另外,原文中使用了大量的中國俗語以及四字詞語和成語,例如用“火上澆油”來描述達西用不當言辭激怒眾人的行為。哈謝去找失蹤的列娜時,忘記帶槍赤手空拳,母親、依芙琳和瑪利亞都擔心他遇到狼群而喪生。而此時達西偏偏不顧及眾人感受,說出“狼今天晚上不用愁吃的了”這樣的話,使大家的情緒更加激動,對哈謝的處境更為擔心。“火上澆油”是中國慣用的四字成語,常用來比喻說出某些話或做出某些行為,使別人更加憤怒或者使事態更加嚴重,此處用來比喻哈謝的不當言辭使大家更加憤怒。對文化負載詞進行翻譯時,在不會造成目的語讀者誤解的前提下,直譯是最恰當且高效的處理方式。隨著中西方文化交流不斷加深,“火上澆油”的比喻意義和文化意蘊已為西方人所熟知和接受,英語讀者不會因為文化缺失或文化差異而望文生義產生誤解。在這樣的情況下,將“火上澆油”直譯為“pour oil on the fire”是十分恰當的,不僅保留了原文中“火”和“油”的形象,還充分調動了西方讀者既有的文化認知,借用其已有的思維儲備,達到最佳關聯。總而言之,譯文簡潔達意,在文化維層面的適應與選擇度較高。
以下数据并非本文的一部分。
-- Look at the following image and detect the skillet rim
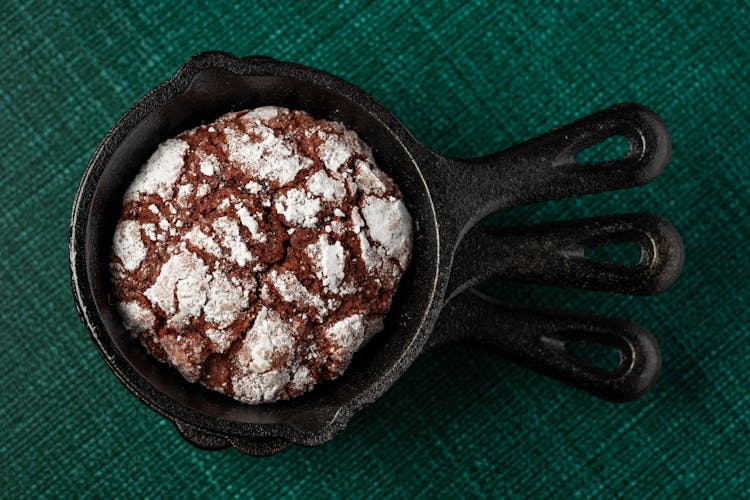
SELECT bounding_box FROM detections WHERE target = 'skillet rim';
[69,51,446,446]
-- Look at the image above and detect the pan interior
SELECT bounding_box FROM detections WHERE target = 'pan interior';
[80,62,439,433]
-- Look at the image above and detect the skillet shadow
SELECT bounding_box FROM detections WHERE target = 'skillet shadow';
[340,341,533,450]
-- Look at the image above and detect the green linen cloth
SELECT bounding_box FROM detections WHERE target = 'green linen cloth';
[1,0,747,497]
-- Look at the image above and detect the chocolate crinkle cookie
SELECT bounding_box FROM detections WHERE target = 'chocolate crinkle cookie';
[110,106,413,404]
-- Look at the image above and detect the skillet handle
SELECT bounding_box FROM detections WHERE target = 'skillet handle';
[425,103,671,238]
[173,420,292,456]
[429,291,661,402]
[446,213,684,299]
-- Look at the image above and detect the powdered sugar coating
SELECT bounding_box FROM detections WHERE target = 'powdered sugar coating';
[112,219,147,271]
[110,106,413,404]
[361,196,413,268]
[124,138,190,200]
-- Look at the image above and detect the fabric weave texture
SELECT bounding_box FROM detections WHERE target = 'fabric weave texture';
[1,1,748,497]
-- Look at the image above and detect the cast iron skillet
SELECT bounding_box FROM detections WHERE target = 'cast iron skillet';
[69,52,684,456]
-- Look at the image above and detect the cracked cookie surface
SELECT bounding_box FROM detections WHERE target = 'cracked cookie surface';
[110,106,413,404]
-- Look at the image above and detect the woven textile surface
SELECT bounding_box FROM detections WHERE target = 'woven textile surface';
[2,1,748,497]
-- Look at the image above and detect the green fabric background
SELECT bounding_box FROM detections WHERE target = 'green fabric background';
[2,0,748,497]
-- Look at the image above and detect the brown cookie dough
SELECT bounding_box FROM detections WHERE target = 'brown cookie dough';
[110,106,413,404]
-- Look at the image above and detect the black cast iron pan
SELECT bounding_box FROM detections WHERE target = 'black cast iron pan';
[69,52,684,456]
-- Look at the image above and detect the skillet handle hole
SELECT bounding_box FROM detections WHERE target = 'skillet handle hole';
[563,340,622,373]
[583,241,643,267]
[575,134,630,163]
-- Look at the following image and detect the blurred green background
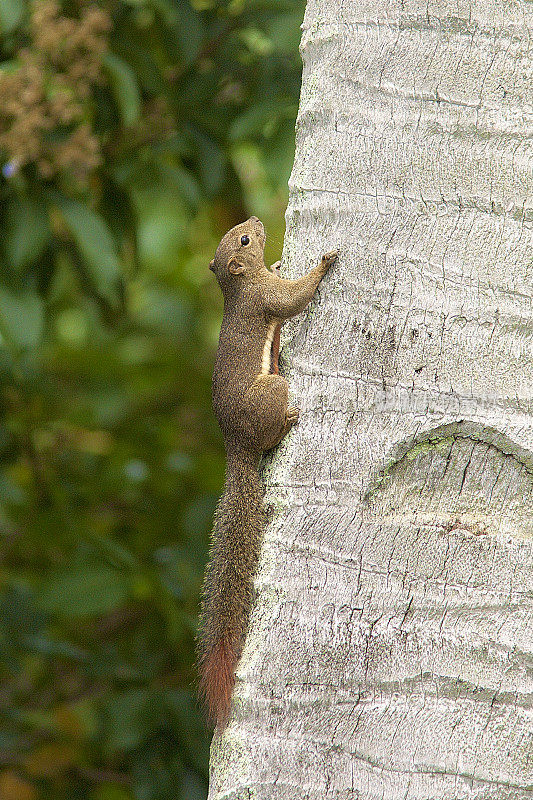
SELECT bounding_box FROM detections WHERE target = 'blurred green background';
[0,0,304,797]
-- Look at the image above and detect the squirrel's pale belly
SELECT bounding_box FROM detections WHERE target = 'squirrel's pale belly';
[260,319,278,376]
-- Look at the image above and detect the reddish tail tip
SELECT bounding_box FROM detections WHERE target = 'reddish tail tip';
[199,639,236,728]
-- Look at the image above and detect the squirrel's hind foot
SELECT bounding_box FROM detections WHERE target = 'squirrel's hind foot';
[286,406,300,424]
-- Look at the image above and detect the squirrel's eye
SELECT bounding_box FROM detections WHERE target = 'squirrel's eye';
[240,235,250,246]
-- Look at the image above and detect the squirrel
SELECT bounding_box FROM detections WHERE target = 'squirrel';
[197,215,338,727]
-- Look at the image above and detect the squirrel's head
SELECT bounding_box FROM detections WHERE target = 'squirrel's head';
[209,217,266,289]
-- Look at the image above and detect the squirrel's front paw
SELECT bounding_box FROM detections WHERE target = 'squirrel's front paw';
[270,260,282,277]
[321,250,339,270]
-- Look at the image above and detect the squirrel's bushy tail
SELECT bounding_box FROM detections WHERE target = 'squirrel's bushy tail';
[197,447,264,727]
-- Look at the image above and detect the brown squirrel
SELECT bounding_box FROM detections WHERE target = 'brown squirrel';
[197,215,338,727]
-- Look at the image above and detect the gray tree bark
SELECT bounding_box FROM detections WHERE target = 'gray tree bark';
[208,0,533,797]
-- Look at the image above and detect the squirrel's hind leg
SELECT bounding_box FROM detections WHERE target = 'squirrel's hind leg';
[272,405,300,448]
[245,375,297,452]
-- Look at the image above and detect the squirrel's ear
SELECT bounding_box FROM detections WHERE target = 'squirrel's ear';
[209,259,215,272]
[228,257,246,275]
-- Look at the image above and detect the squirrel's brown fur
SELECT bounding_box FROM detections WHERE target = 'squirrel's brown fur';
[198,216,337,727]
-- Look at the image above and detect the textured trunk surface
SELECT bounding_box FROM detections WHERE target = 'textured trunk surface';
[208,1,533,798]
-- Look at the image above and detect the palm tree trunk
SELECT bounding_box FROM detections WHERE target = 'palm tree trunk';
[208,1,533,797]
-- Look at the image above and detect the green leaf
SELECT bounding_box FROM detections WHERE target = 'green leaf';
[158,164,201,206]
[55,197,121,304]
[148,0,204,64]
[174,1,204,65]
[103,52,141,128]
[229,100,279,141]
[4,197,50,271]
[0,0,24,34]
[0,288,44,349]
[240,27,273,55]
[112,40,165,94]
[37,563,129,618]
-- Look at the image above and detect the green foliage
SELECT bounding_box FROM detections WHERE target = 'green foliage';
[103,53,142,128]
[4,198,51,272]
[0,0,304,797]
[0,0,24,34]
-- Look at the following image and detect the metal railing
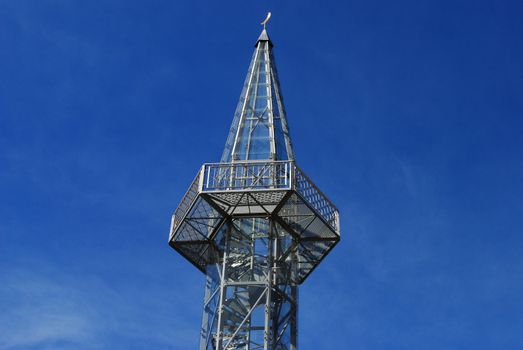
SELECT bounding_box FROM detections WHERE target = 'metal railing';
[172,160,339,235]
[170,173,200,239]
[294,167,339,232]
[201,160,292,192]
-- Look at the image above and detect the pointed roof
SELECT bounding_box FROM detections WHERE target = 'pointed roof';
[220,29,294,163]
[256,29,273,47]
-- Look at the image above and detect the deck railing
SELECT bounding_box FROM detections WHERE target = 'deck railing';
[201,160,292,192]
[172,160,339,234]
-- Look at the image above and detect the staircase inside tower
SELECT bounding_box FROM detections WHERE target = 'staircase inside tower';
[199,218,295,350]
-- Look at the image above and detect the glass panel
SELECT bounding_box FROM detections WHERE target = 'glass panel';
[220,38,294,162]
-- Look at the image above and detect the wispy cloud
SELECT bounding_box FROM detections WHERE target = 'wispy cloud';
[0,269,96,349]
[0,261,199,350]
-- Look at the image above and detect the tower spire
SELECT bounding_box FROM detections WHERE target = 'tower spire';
[221,22,292,163]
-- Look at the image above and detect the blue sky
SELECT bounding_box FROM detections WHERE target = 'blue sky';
[1,1,522,349]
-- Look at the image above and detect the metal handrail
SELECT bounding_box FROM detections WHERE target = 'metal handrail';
[202,161,292,192]
[170,172,201,237]
[171,160,340,237]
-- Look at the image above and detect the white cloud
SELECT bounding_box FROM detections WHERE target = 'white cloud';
[0,269,96,349]
[0,262,200,350]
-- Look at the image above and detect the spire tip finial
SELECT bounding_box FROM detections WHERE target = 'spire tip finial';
[261,12,272,30]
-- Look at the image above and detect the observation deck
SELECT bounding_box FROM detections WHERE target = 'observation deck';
[169,160,340,284]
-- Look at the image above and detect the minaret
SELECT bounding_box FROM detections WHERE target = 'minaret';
[169,20,340,350]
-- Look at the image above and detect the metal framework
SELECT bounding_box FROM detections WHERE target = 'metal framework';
[169,28,340,350]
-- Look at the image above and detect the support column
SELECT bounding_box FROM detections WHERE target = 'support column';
[264,219,274,350]
[215,220,231,350]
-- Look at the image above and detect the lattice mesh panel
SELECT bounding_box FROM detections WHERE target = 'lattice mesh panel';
[170,197,225,271]
[277,193,338,240]
[295,239,337,282]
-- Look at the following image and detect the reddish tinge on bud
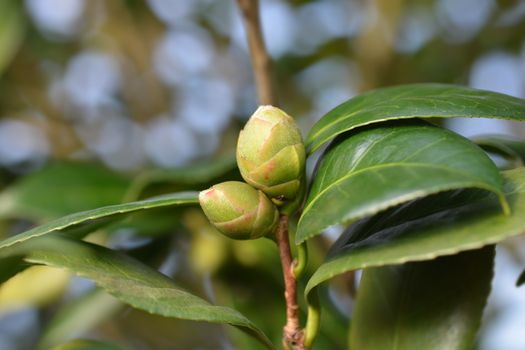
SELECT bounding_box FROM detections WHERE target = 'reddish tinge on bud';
[237,106,306,211]
[199,181,279,240]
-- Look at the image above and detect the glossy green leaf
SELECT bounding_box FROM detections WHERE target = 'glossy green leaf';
[297,121,506,243]
[306,84,525,153]
[52,339,123,350]
[350,247,494,350]
[2,234,274,350]
[0,192,198,251]
[0,162,129,220]
[305,168,525,296]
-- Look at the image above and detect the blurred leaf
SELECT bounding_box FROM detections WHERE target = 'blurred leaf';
[305,167,525,296]
[0,265,70,312]
[52,339,123,350]
[0,0,25,76]
[517,269,525,287]
[0,191,198,251]
[475,136,525,168]
[38,289,123,350]
[350,247,494,350]
[0,162,130,221]
[1,234,274,350]
[306,84,525,153]
[124,154,238,201]
[297,121,506,243]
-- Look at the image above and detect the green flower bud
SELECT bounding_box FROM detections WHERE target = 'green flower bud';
[199,181,279,240]
[237,106,306,208]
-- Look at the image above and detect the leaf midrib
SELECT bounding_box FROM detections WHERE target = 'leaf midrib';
[302,162,500,216]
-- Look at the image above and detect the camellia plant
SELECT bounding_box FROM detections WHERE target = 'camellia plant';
[2,83,525,350]
[3,2,525,350]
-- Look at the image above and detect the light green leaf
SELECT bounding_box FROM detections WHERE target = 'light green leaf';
[52,339,123,350]
[2,234,274,350]
[0,192,198,251]
[306,84,525,153]
[305,168,525,296]
[0,0,25,76]
[350,247,494,350]
[297,121,506,243]
[0,162,129,221]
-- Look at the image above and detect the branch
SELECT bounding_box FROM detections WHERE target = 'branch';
[236,0,278,106]
[235,1,307,348]
[276,215,305,350]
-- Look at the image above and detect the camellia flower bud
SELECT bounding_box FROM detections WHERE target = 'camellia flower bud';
[199,181,279,240]
[237,106,306,209]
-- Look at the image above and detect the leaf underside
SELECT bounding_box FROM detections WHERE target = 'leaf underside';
[306,167,525,296]
[350,247,495,350]
[0,192,199,251]
[306,83,525,153]
[0,235,274,350]
[297,121,506,243]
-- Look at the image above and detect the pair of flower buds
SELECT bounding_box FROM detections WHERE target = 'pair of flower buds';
[199,106,306,240]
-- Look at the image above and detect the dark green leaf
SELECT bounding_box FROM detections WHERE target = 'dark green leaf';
[52,339,123,350]
[0,191,198,251]
[0,162,129,220]
[2,234,274,350]
[297,121,506,243]
[517,270,525,287]
[0,255,26,284]
[305,167,525,296]
[350,247,494,350]
[306,84,525,153]
[475,136,525,169]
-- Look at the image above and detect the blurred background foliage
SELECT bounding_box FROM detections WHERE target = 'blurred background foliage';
[1,0,525,349]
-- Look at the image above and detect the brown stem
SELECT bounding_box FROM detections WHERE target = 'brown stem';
[235,1,303,347]
[236,0,278,106]
[276,215,306,350]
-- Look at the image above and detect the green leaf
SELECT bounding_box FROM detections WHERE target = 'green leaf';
[0,191,199,251]
[517,270,525,287]
[0,256,26,284]
[305,168,525,296]
[3,234,274,350]
[306,84,525,153]
[475,136,525,169]
[0,0,25,76]
[297,121,506,243]
[350,247,494,350]
[38,289,123,350]
[0,162,130,221]
[52,339,123,350]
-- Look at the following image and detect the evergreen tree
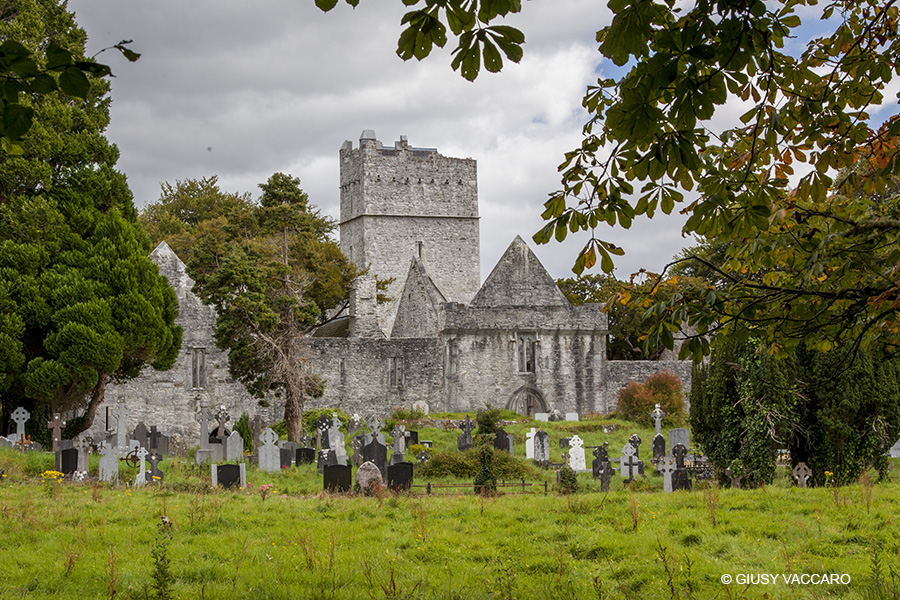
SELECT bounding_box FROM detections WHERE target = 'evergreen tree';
[0,0,181,437]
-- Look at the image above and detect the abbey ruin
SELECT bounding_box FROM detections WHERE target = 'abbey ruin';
[89,131,691,441]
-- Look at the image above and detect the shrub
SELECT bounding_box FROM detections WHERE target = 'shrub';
[473,446,497,495]
[418,448,542,480]
[384,406,427,431]
[476,405,503,436]
[615,372,685,427]
[233,413,252,453]
[557,465,579,494]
(三)交際維的適應與選擇。交際維的適應與選擇要求譯者在翻譯的過程中,一方面,要盡最大努力理解和挖掘作者的表達意圖,另一方面,要胸懷目標讀者,盡可能使譯文讀者獲得與原文讀者相同的閱讀感受與效果。筆者選取了第一章的兩個典型翻譯案例,并將這兩處的原文和譯文完整復現,使讀者能夠充分理解原文本中所要傳達的語境意義,深入體會譯者為傳達作者表達意圖和實現交際效果所作出的努力。
例1:(原文)吉蘭特和魯尼戀著獵鷹,因為站在達西肩頭的奧木列只有在搬遷時才一露身手,他們一左一右地跟在達西騎著的馴鹿身邊。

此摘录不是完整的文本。